BandungBergerak.id – Berbagai jenis sesajen sudah tersaji di atas meja. Tiga belas orang tampak bersimpuh, menundukkan kepala, tepat setelah sesajen mereka antarkan. Aroma kemenyan menyeruak. Alunan petikan dari kacapi indung mengiringi prosesi demi prosesi.

Bagi Organisasi Budi Daya, sesajen bukanlah sesuatu hal yang berbau mistik yang kerap dikaitkan dengan sisa-sisa kebudayaan animisme dan dinamisme. Lebih dari itu, sesajen merupakan simbol dan bacaan, sarat akan makna dan falsafah hidup. Kitab hayat pikeun bacaeun.

Kembang tujuh rupa yang wangi, misalnya, adalah simbol tujuh kuasa dalam diri yang berasal dari Tuhan (kawasa, kersa, uninga, hirup, tingali, ngarungu, ngandika), yang selalu berupaya “dimekarkan” kepada setiap makhluk lewat cara silih seungitan (belas kasih). 

Sasajen itu dalam pemahaman kami itu bukan sebagai alat untuk berkomunikasi dengan gaib, bukan itu. Sasajen itu salah satu bentuk tulisan Tuhan, kalau menurut kami,” terang Cakra Argadinata, salah satu penghayat ketika diwawancara di sela-sela acara.

Pangeling-ngeling Pamendak Mei Kartawinata adalah acara peringatan tahunan yang digelar oleh Organisasi Budi Daya. Tepat hari Sabtu (16/9/2023), kegiatan yang biasa disebut Septemberan ini kembali dilangsungkan di Pasewakan Waruga Jati, Wangunharja, Kecamatan Lembang. Berbagai kegiatan pun diselenggarakan sebagai pengingat turunnya wangsit atau wahyu ke Mei Kartawinata pada 96 tahun lalu. Pada pagi hari, agenda diisi oleh agenda hiburan dan penampilan seni. Malam hari diisi oleh agenda yang lebih formal, simbolis, dan sakral.

Pengantaran dan penataan sesajen merupakan satu dari sekian rangkaian dalam prosesi kirab, amitsun, dan rajah yang dilangsungkan pada malam hari, setelah prosesi tutunggulan sebagai pembuka. Prosesi kirab, amitsun, dan rajah yang dilangsungkan adalah simbol penghormatan, ungkapan syukur, sekaligus permohonan izin kepada orang tua, karuhun, bahkan leluhur bangsa agar dijauhkan dari hal buruk. Mipit kudu amit ngala kudu bebeja.

“Perayaan kami ini dinantikan warga sekitar, karena ekonominya jalan. Banyak yang jualan, parkir ada. Ikut menghidupkan kampung sini lah, acara kami tuh,” lanjut laki-laki berusia 37 tahun itu.
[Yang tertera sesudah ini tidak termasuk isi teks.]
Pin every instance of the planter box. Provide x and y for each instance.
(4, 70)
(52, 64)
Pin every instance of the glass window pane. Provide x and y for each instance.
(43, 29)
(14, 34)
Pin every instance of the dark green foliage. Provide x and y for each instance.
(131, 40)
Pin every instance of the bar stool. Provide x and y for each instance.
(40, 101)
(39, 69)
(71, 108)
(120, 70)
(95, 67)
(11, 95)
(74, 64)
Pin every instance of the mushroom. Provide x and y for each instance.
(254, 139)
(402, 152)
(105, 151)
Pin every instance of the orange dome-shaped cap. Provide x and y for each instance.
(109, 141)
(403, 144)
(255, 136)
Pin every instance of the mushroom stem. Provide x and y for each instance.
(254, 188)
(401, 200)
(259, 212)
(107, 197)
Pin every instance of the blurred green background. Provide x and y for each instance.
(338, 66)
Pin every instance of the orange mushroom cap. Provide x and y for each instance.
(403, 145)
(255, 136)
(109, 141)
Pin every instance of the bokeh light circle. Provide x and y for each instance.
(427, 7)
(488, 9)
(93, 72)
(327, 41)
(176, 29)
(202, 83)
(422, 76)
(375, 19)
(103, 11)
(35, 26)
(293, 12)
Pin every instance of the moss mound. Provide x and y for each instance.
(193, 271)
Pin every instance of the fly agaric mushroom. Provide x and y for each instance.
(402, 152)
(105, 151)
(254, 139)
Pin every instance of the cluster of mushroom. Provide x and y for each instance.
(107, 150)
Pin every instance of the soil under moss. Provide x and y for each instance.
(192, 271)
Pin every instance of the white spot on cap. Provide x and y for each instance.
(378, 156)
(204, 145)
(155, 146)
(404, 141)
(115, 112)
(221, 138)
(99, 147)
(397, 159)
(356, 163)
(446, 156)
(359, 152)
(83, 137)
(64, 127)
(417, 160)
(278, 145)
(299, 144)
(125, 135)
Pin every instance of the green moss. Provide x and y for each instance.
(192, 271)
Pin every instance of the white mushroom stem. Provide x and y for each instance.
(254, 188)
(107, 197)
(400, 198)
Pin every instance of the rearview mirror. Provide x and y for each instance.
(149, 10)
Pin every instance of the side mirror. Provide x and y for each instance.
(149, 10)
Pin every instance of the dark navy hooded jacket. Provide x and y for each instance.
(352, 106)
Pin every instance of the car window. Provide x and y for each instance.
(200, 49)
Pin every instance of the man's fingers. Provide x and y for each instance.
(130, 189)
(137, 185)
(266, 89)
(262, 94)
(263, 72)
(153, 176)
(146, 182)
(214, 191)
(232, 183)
Pertunjukkan tari tradisional oleh para penghayat muda yang masih pelajar. (Foto: Tofan Aditya/BandungBergerak.id)
Pertunjukkan tari tradisional oleh para penghayat muda yang masih pelajar. (Foto: Tofan Aditya/BandungBergerak.id)

Setelah prosesi pembuka, agenda dilanjutkan dengan menyanyikan lagu Indonesia Raya, pembacaan Pancasila, dan sambutan-sambutan. Warga sekitar yang datang semakin ramai. Tidak hanya warga, beberapa undangan dari luar pun terlihat antre mengisi daftar tamu.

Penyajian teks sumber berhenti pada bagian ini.